Was taten wir damals, als wir noch mit analogen Fotoapparaten behängt waren und uns jedes Foto genauestens überlegt hatten, weil die Ausarbeitung auf Papier eher eine Lawine gekostet hatte? Oder wenn wir nach dem ersehnten Urlaub in stundenlanger Fuzzel-Arbeit die Dias geschnitten und eingerahmt hatten, um sie dann so ansprechend der gesamten Verwandtschaft zu präsentieren? Meine ersten Dias waren hinter zwei Glasplättchen mit vier Klebestreifen gerahmt und sind sanft in Wechselkassetten gebettet worden, um sie nicht verdreht zu sehen, seitenverkehrt und am Kopf stehend, die Projektoren der damaligen Zeit verlangten das exakt so, dass sie richtig an der Wand projiziert werden konnten.

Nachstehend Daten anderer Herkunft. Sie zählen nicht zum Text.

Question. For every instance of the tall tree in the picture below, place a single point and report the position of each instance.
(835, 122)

Heute gibt es Selfies, kostengünstig, in enormer Anzahl versendbar, und saumäßig hässlich.
Das gezwungene Lächeln bei einer Selfie-Fotografie gleicht dem eines Bodybuilders, der gerade seine Muskel-Promotion ablegt und mit gezwungener Freundlichkeit seine Mimik in Stellung bringt, sodass man meinen möchte er strenge sich nicht an. Mit dem verinnerlichtem Satz: Es tuad eh ned weh! Versteinern seine Gesichtszüge und das Ergebnis ist dann eben dieses Hm-Lächeln mit extrem hochgezogenen Mundwinkeln.

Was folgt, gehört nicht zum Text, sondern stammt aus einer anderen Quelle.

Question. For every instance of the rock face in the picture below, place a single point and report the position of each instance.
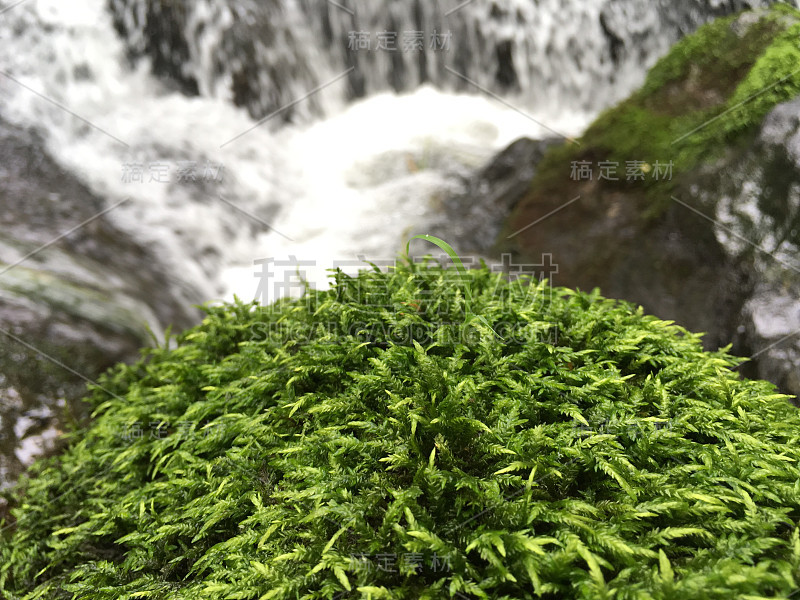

Die Selfie-Technik ist da noch extremer, denn da werden zusätzlich noch Modle Posen eingenommen mit überkreuzten Beinen und irgendwelchen Fingertechniken, die eher an eine Babypuppe erinnern als an eine natürliche Gestikulation eines erwachsenen Menschen. Auch werden extra dafür mitgebrachte Accessoires wie Hand Täschchen oder Schirmchen oder sogar Hündchen wie zufällig in Stellung gebracht, um ein solches Foto zustande zu bringen. Ganz extrem wird es dann, wenn sich die lächelnden Grazien sei es Mann oder Frau, vor jene Sehenswürdigkeiten drängen, die die eigentlichen Darsteller sein sollten, sodass diese mit breitestem Grinsen vollends verdeckt werden. Was wollen die eigentlich wirklich fotografieren? Den Dom von Venedig oder ihr eigenes gekünsteltes Grinsen?
Man wird es nicht nachvollziehen können, diese Mitbringsel landen meistens im Netz und werden dadurch auch für mich sichtbar und zur Lachnummer. Natürlich lachen darüber kann dabei eigentlich dann nur noch ich!